Сосед, благодушный толстяк Тархов, заметил тишком:
— Ильин день, Леонтий Николаич. Первый выезд на волков.
— На волков, — тупо повторил Струйский. — Валдай!
Любимый хорт Валдай, дугообразно выгнутый в спине, тощий, словно его плющили с боков в тисках, вбежал в горницу и ткнулся острою слюнявою мордой в тарелку гостя.
— Ну-ну, — миролюбиво и опасливо пробормотал Тархов. — Пошел.
— Пшел! — рявкнул Струйский. Но избалованный кобель и ухом не повел. Как ни в чем не бывало он продолжал слизывать длинным, розовым, как лепесток, языком остатки паштета.
Струйский, шатаясь, встал. Не глядя, нашарил за спиною турецкий пистолет, висящий на ковре.
— Ай! — взвизгнула жена Тархова.
Гости, с шумом отодвигая стулья, вскочили из-за стола. Струйский вскинул пистолет. Тархов едва успел отпрянуть в сторону — упруго грохнуло, и дымное облако взлетело над скатертью. Хорт, коротко пискнув, грянулся на пол. Длинная, измазанная паштетом и кровью морда насмешливо скалилась.
Камердинер Михайла кинулся оттаскивать пса. Струйский крикнул:
— Прочь, холоп! — и выстрелил вдругорядь.
Пуля, вздев седую прядку на виске лакея, пробила грудь нагой вакханки, писанной голландским мастером.
Гости и дворовые с трудом обезоружили хозяина. Сашка, забившийся с ногами в глубокое вольтеровское кресло, молча корябал ногтями кожаную обивку. Тархов принужденно улыбался и гладил его по волнистым темным волосам:
— Спокойся, отрок, спокойся. Вознесенье с дождичком, а Илия с грозою… А собачка — что ж, она уже старая…
Вызванный перепуганною дворней дядя Александр Николаевич убедил опамятовавшегося через неделю брата свезти Сашку в Москву и определить в пансион.

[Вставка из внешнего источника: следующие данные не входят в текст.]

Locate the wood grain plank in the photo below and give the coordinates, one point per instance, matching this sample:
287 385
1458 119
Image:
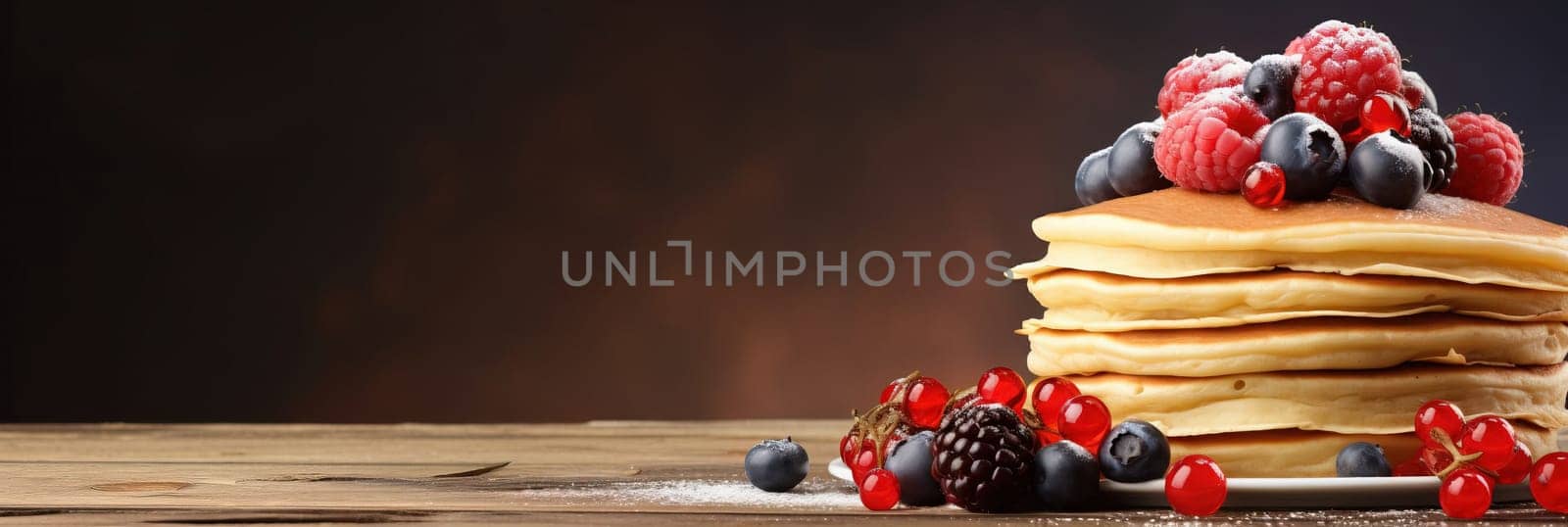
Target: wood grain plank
655 472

Впервые видел он так много камня. Охряные и серые каменные дворянские дома, с кудрявыми картушами, резными кокошниками и гербами, влекли его загоревшиеся взгляды; темно-красные, старинного кирпича, стены и башни Кремля поразили тяжкой и вместе грациозною мощью; белые кремлевские соборы и златошлемая, вознесенная в небеса колокольня Ивана Великого наполняли отроческое сердце незнакомою прежде гордостью. Он вдруг ощутил себя выросшим, уверенным в своих силах, в таинственном будущем своем… Возле Арсенала стояли пушки, отбитые у французов, — он говорил мысленно: «Вот пушки, мы их взяли в плен у супостата». По реке плыли баркасы с высокими мачтами и пестрыми флагами — он любовался ими и мечтал, как будет плыть на таком баркасе по этой прекрасной реке, и будет играть пленительная музыка, и в щеки, в сердце будет веять ветром беспредельных морей… У Воскресенских ворот на Красной площади народное сонмище и уйма сгрудившихся экипажей осаждали небольшую часовню, словно намереваясь взять ее приступом. «Иверская», — важно молвил дядя Александр; Сашка поспешно сдернул с головы картуз и горячо, истово поклонился чудотворной, таимой в темной глубине, едва озаренной дрожащим желтым светом свечей и лампад. На Тверской кое-где чернелись средь новых строений остовы сожженных недавним нашествием домов — и сердце Сашкино сжималось болью и гневом, и мечталось уже о чем-то героическом, ратном, смертном…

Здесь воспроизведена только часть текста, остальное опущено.